A l’évidence, les vacances d’été, telles qu’elles ont existé jusqu’à présent, sont dans sa ligne de mire. De même que les rythmes scolaires, d’une manière générale, et la semaine de quatre jours, en particulier, qui fut imposée bien avant son accession au fauteuil ministériel, en 2007, par les pouvoirs publics.

A l’évidence aussi, les fédérations de parents d’élèves ont tout lieu de se réjouir – et à l’unisson – de ce débat sur les vacances et rythmes scolaires, susceptible de chambouler l’organisation des cours en France. Que ce soit la FCPE, classée à gauche, ou la Peep, étiquetée à droite, elles ne cessent en effet de réclamer cette conférence, sur la base d’études jugeant le rythme scolaire français trop exigeant pour les enfants.

Large consensus

Mais qu’en pensent les Français ? Sont-ils favorables ou hostiles au raccourcissement de la durée des congés estivaux afin d’alléger les journées de cours des élèves ? Souhaitent-ils la mise en place de zones pour les vacances d’été, comme c’est déjà le cas pour les vacances d’hiver et de printemps ? A la demande de France-Soir, l’institut Ipsos a posé ces questions et recueilli des réponses qui témoignent a priori d’un large consensus dans la population sur la nécessité de réformer le système actuel. Qu’ils soient ou non des parents d’enfants scolarisés, 60 % des Français se déclarent en faveur de la réduction de la durée des vacances scolaires d’été.

« Attention, précise toutefois Jean-François Doridot, le directeur d’Ipsos Public Affairs, ce n’est pas tout à fait aussi simple ! Ce consensus existe, mais “dans le but d’alléger les journées de cours des élèves”. Il concerne donc davantage les rythmes scolaires que les vacances proprement dites. » « De surcroît, souligne le spécialiste, il s’agit d’un consensus un peu mou. A la fois conditionnel et fragile. Car raccourcir les congés d’été devient très vite suspect, tant auprès des enseignants qui peuvent y voir une justification des suppressions de postes qu’à l’égard des parents, souvent soucieux des incidences sur le niveau scolaire et le nombre de cours. »

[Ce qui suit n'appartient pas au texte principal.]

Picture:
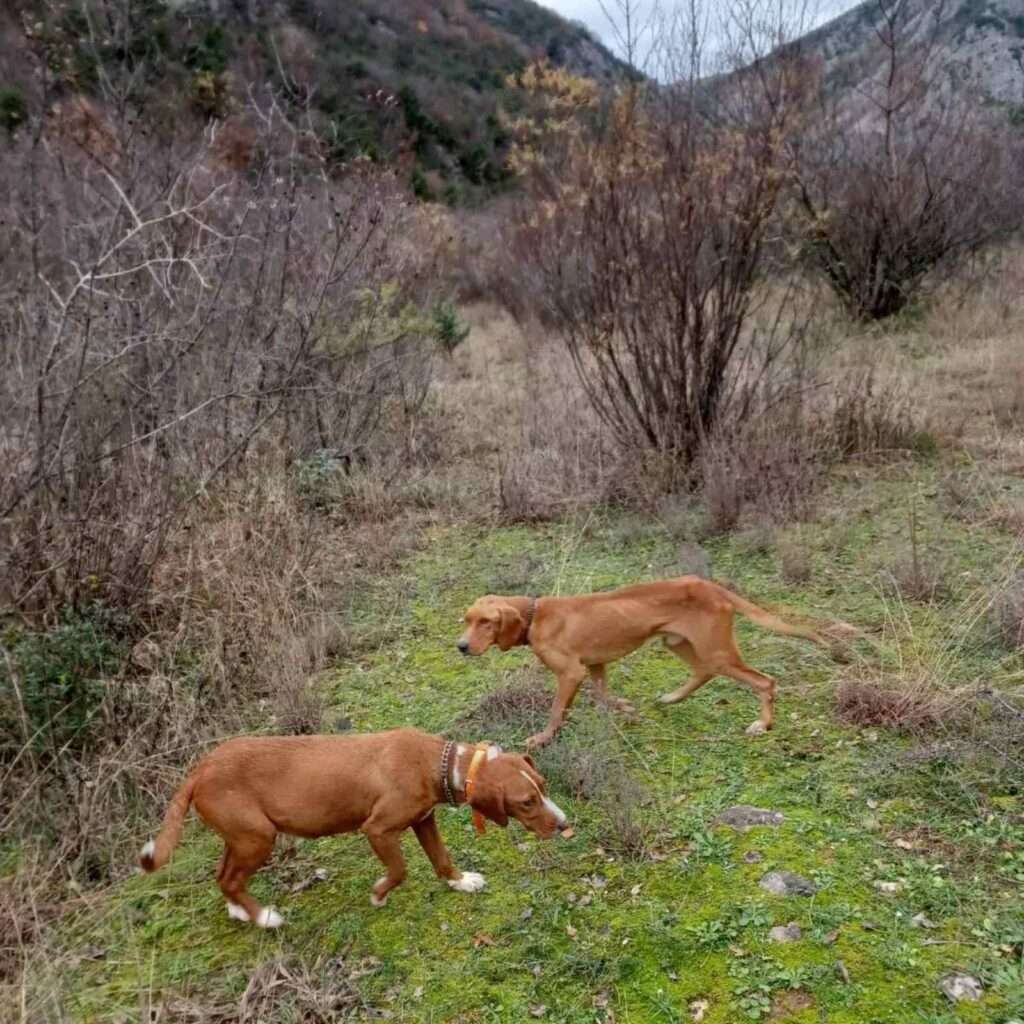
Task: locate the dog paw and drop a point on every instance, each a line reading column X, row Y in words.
column 237, row 912
column 471, row 882
column 376, row 900
column 268, row 918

Des zones en été comme en hiver

S’agissant de la mise en place de zones pour les vacances d’été, comme c’est déjà le cas pour les congés d’hiver et de printemps, elle est, selon le sondage, approuvée par plus d’un Français sur deux. « Mais, là encore, souligne Jean-François Doridot, il convient d’avoir conscience que, si des mesures précises étaient évoquées, l’opinion serait peut-être fort différente. Comme ce fut le cas avec la taxe carbone, plébiscitée sur le principe et désapprouvée aussitôt les modalités de son application connues ! »

Incidences économiques

Reste que pour les petits Français, ces Européens qui subissent les rythmes scolaires les plus intensifs, l’équilibre entre le temps de l’école, le temps de repos, les activités sportives et culturelles relève sinon de l’impossible, du moins d’un exercice particulièrement délicat. « Nous sommes parmi les pays développés qui ont le plus d’heures par an mais le moins de jours de classe », déplore volontiers Luc Chatel, en référence à l’école primaire, où il y a 144 jours de classe contre 185 à 190 dans plusieurs pays européens, mais aussi au lycée. Dans quelques semaines, le débat, avec toutes les incidences économiques et sociales qu’il entraîne, devrait fort heureusement être une bonne fois pour toutes posé.